Checklist de reprise au printemps
- Inspectez le joint d’étanchéité : vérifiez son état après les cycles gel/dégel hivernaux. Si des zones sont comprimées ou dégradées, remplacez avant la première session.
- Vérifiez les évents : testez la fluidité des mécanismes d’ouverture et de fermeture. Lubrifiez si nécessaire.
- Inspectez les pièces métalliques : traitez les nouvelles traces de rouille légère apparues pendant l’hiver avec une brosse fine suivie d’une application d’huile.

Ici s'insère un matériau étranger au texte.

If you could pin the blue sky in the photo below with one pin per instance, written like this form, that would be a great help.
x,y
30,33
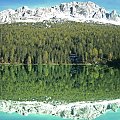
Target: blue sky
x,y
6,4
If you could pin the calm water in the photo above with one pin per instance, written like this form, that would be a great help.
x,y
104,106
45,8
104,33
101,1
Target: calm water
x,y
58,82
110,116
13,116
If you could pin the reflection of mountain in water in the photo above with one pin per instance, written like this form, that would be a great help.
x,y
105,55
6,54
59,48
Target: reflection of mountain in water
x,y
64,82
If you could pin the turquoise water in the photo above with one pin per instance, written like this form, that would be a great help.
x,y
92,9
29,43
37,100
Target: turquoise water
x,y
15,116
111,115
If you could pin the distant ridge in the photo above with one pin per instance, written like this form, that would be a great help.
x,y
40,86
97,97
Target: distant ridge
x,y
72,11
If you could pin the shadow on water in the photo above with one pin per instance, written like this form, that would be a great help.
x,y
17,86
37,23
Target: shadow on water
x,y
59,82
114,63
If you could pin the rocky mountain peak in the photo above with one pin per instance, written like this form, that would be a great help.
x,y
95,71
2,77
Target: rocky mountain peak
x,y
73,11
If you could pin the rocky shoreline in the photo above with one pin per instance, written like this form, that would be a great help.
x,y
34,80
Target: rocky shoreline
x,y
78,110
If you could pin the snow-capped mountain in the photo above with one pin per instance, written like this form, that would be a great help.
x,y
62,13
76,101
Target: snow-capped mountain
x,y
73,11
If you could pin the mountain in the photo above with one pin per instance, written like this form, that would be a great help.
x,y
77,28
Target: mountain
x,y
73,11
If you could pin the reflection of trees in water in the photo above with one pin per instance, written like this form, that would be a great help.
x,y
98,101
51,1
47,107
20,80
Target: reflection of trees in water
x,y
60,82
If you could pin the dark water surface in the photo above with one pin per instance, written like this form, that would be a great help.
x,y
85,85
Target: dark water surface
x,y
59,82
68,83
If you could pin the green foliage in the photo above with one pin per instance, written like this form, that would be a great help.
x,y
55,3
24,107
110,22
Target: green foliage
x,y
59,82
35,43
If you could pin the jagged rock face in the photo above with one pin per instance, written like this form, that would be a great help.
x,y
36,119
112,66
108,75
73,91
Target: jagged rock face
x,y
74,11
78,110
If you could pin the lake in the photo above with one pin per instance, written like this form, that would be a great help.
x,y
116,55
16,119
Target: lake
x,y
63,83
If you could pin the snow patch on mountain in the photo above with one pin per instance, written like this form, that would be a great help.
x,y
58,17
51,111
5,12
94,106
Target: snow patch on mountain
x,y
73,11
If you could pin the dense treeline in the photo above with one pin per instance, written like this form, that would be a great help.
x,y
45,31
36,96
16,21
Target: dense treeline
x,y
67,42
59,82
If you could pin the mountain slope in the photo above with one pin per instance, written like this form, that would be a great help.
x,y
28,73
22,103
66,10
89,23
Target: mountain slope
x,y
73,11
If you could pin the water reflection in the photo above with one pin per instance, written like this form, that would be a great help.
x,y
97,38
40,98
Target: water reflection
x,y
59,82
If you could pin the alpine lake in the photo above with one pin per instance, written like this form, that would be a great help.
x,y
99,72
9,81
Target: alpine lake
x,y
63,83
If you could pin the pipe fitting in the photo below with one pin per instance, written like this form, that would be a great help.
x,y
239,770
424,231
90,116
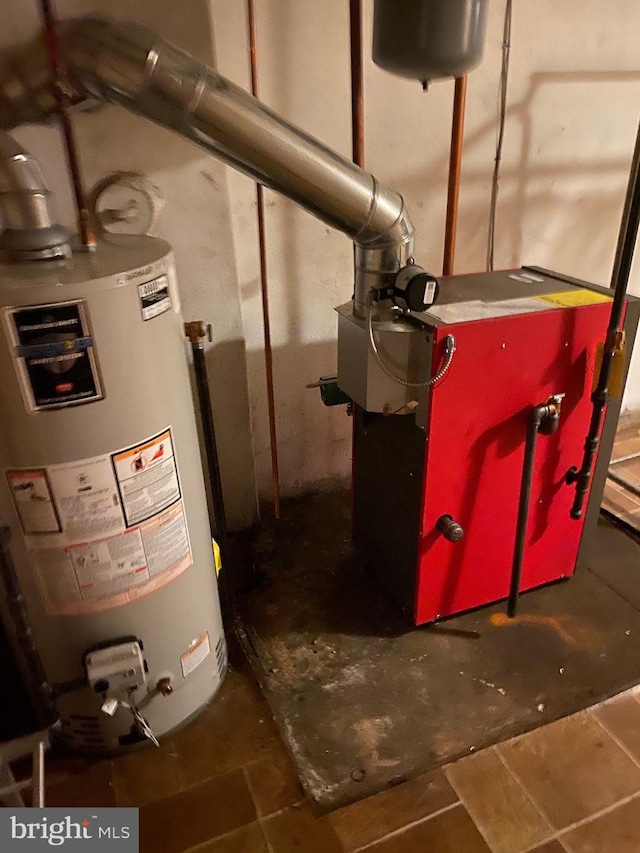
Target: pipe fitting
x,y
29,232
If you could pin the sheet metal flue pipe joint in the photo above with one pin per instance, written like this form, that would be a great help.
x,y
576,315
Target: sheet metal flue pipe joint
x,y
125,63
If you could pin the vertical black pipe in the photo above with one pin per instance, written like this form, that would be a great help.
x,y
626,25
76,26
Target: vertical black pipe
x,y
37,685
619,281
195,332
533,425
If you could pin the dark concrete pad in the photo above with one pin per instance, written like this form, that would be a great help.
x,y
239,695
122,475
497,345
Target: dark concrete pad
x,y
365,701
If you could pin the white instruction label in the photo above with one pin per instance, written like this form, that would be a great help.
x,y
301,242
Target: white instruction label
x,y
154,297
110,529
87,497
32,500
195,655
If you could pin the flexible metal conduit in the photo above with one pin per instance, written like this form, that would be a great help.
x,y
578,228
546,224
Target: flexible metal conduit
x,y
128,64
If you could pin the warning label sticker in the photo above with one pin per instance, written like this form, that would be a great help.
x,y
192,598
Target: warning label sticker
x,y
110,529
147,477
575,298
154,297
197,653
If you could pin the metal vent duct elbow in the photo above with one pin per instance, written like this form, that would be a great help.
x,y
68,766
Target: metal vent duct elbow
x,y
128,64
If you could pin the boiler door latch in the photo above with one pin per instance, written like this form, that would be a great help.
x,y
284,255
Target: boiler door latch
x,y
449,528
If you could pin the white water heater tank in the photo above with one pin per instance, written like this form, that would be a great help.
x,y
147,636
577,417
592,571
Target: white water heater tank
x,y
101,482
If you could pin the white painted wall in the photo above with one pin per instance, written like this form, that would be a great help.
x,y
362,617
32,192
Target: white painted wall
x,y
574,102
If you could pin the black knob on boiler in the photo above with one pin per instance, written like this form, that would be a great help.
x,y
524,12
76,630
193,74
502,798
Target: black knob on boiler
x,y
449,528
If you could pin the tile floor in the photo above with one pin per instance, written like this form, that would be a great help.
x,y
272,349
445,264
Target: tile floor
x,y
617,499
226,785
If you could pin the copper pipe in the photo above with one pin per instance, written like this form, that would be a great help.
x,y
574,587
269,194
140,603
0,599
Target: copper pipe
x,y
455,162
357,88
357,154
62,100
264,282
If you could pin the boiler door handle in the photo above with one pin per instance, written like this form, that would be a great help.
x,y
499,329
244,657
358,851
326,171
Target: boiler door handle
x,y
449,528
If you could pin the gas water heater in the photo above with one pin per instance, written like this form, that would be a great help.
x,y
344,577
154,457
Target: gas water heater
x,y
101,476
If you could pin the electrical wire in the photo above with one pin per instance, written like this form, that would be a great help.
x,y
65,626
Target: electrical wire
x,y
502,112
450,348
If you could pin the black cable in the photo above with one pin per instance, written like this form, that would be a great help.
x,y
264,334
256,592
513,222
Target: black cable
x,y
502,113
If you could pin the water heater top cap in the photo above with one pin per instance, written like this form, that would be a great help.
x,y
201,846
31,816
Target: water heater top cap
x,y
429,39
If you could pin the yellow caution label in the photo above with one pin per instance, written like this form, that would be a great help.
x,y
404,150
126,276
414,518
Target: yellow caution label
x,y
575,298
217,559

- Réalisez une session de chauffe douce : avant la première vraie cuisson, montez progressivement à 200 °C pendant 30 minutes pour sécher les éventuelles traces d’humidité accumulées dans la céramique pendant l’hiver. Cette précaution est particulièrement importante si votre kamado a été exposé sans housse ou si la housse a laissé passer l’humidité.
- Rechargez en charbon frais : utilisez du charbon sec — le charbon stocké dans un endroit humide pendant l’hiver peut avoir absorbé de l’humidité et sera difficile à allumer.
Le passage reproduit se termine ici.